Recognizing the gap between state support for equipment replacement and CSU need, funding is included in the 2014/15 budget to address the needs of the institution. This investment represents a fraction of need and will assist campus efforts to provide essential equipment upgrades and purchases required for direct instruction, smart classroom interface, and instructional-related and educational support services.

A portion of instructional equipment replacement need is funded within the CSU marginal cost calculation for enrollment growth. This component in the marginal cost methodology recognizes the need to sustain and upgrade instructional equipment for new enrollment. However, marginal cost funding was designed to provide only a small fraction of equipment replacement need associated with the change in need as students graduated and new students matriculated. Most of the instructional equipment replacement need for continuing students remains a critical long-range challenge for the university.

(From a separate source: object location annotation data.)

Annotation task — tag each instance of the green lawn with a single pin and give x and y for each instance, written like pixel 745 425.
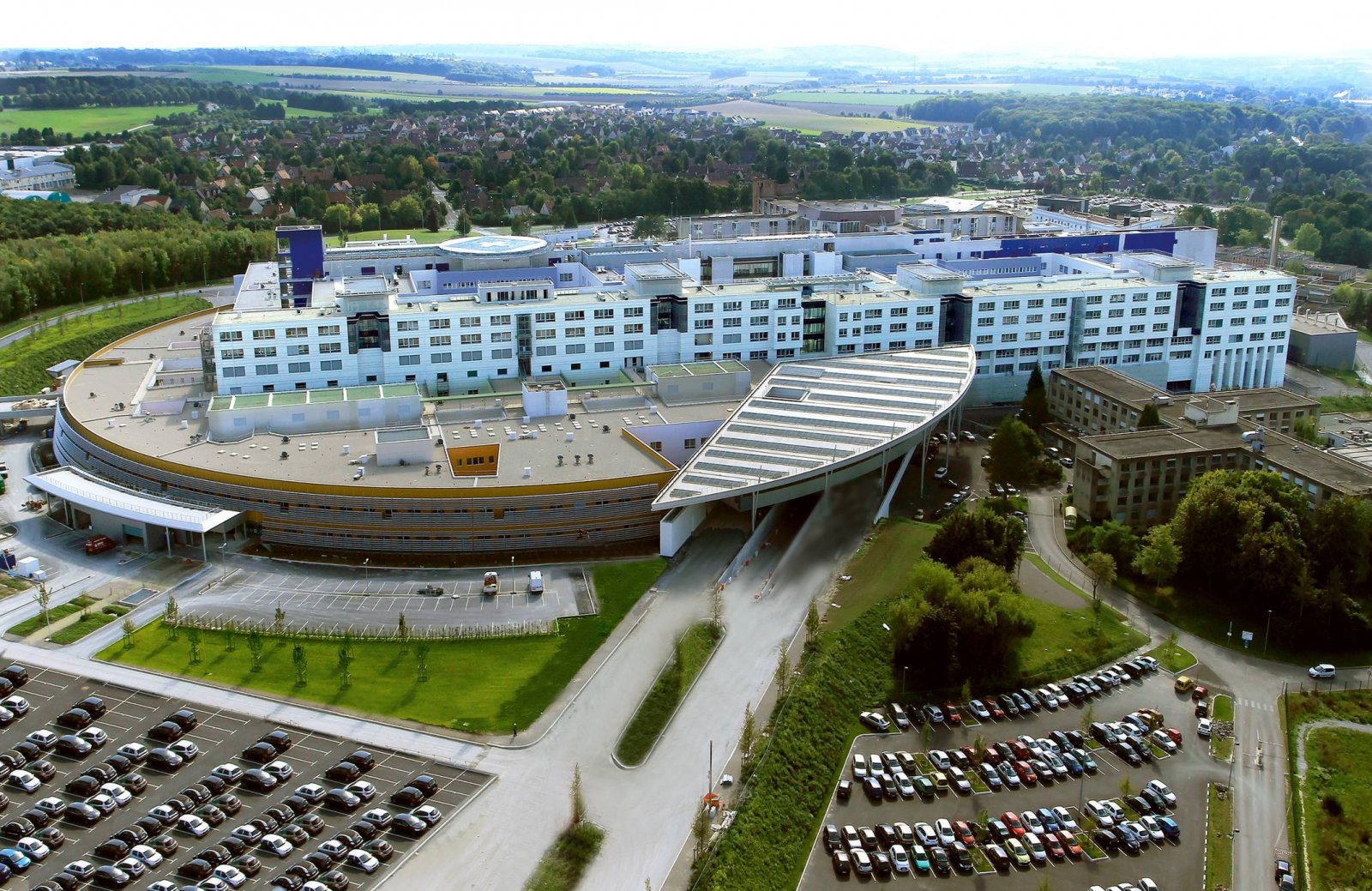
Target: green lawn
pixel 1219 843
pixel 22 364
pixel 423 237
pixel 1067 641
pixel 59 611
pixel 475 685
pixel 563 865
pixel 880 569
pixel 87 120
pixel 82 626
pixel 693 651
pixel 1337 797
pixel 1175 658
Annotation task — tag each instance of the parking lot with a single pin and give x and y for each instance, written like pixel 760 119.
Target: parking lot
pixel 376 598
pixel 220 737
pixel 1173 865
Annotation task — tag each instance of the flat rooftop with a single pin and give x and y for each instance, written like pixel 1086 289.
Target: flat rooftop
pixel 322 459
pixel 1110 383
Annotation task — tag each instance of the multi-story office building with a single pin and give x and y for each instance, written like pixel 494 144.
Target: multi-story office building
pixel 1139 477
pixel 478 310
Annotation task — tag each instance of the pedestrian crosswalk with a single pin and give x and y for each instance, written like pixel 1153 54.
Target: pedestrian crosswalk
pixel 1255 706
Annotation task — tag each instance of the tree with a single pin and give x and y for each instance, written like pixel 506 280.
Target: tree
pixel 301 662
pixel 256 648
pixel 747 739
pixel 1101 567
pixel 1308 238
pixel 422 662
pixel 578 797
pixel 1035 404
pixel 953 628
pixel 1308 430
pixel 980 533
pixel 338 219
pixel 1243 536
pixel 1013 454
pixel 192 636
pixel 171 616
pixel 811 623
pixel 651 226
pixel 781 677
pixel 346 662
pixel 1159 555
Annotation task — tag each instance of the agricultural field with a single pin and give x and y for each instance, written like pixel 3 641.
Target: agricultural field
pixel 249 75
pixel 87 120
pixel 954 87
pixel 804 120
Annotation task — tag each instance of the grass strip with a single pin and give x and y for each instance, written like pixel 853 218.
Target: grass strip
pixel 22 363
pixel 1173 657
pixel 692 653
pixel 489 685
pixel 1219 843
pixel 1068 641
pixel 564 864
pixel 81 628
pixel 1223 710
pixel 1337 798
pixel 1056 575
pixel 59 611
pixel 767 846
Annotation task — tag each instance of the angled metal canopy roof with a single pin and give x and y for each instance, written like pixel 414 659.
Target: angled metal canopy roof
pixel 98 495
pixel 809 418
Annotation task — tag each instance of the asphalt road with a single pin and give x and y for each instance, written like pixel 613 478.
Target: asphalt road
pixel 1255 684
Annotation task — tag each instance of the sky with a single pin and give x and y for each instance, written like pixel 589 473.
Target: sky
pixel 1094 29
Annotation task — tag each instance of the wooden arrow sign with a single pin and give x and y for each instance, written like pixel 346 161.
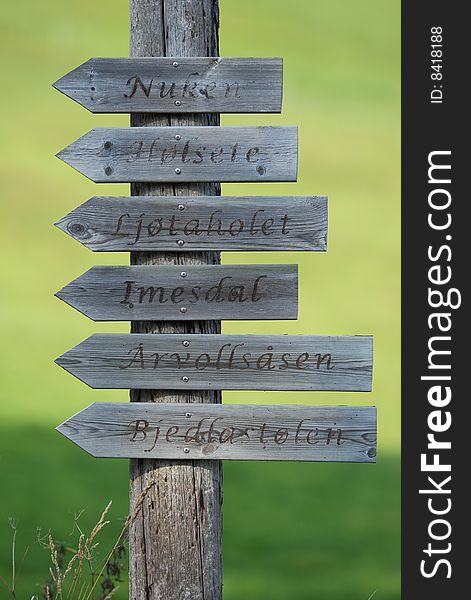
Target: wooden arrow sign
pixel 176 154
pixel 190 292
pixel 232 362
pixel 176 85
pixel 186 223
pixel 225 431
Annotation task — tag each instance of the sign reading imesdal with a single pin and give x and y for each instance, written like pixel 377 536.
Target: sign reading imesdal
pixel 240 362
pixel 435 169
pixel 189 292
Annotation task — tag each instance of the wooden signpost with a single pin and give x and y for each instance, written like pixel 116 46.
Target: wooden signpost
pixel 186 85
pixel 228 431
pixel 231 362
pixel 166 293
pixel 175 361
pixel 123 154
pixel 119 223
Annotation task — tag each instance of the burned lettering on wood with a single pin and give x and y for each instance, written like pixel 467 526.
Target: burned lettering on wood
pixel 227 431
pixel 168 292
pixel 189 223
pixel 203 154
pixel 176 85
pixel 264 362
pixel 236 357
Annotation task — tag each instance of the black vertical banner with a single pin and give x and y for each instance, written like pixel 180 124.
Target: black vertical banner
pixel 435 257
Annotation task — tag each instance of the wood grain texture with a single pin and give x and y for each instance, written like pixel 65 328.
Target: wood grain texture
pixel 182 154
pixel 231 362
pixel 118 223
pixel 176 85
pixel 228 431
pixel 168 292
pixel 175 542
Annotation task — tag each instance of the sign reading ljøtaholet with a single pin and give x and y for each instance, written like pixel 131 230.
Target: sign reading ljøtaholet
pixel 167 292
pixel 186 223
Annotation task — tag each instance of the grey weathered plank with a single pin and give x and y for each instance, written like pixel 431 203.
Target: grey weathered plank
pixel 258 362
pixel 177 154
pixel 119 223
pixel 176 85
pixel 228 431
pixel 173 293
pixel 175 541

Instructional Equipment Replacement (IER)
July IER
Report Year
Reported Replacement Cost Budget
Anticipated Marginal Cost Funding Unmet Equipment Replacement Need
2013 $31,233,000 2014/15 $1,565,000 $29,668,000

Center for California Studies, $152,000 (top)

The Center for California Studies is a state-funded program within the CSU that promotes understanding of and effective participation in the political and policy processes that govern California. Included within the 2014/15 support budget is a 5 percent augmentation of $152,000 for the Center. The Center’s General Fund appropriation—a stand-alone appropriation in the state’s annual budget bill (currently $3 million)—funds direct costs and administrative expenses for the Assembly, Senate, Executive, and Judicial Fellows programs and other programs consistent with the Center’s mission. The proposed augmentation would be the Center’s first General Fund increase since 2007/08, and would help to alleviate mounting cost pressures that continue even after implementing efficiencies and cost saving measures. The proposed augmentation would be used to (1) cover anticipated increases in personnel costs due to systemwide collective bargaining agreements, (2) maintain financial access to the Fellows and other programs by modestly increasing financial aid and stipends, and (3) fund other inflationary increases.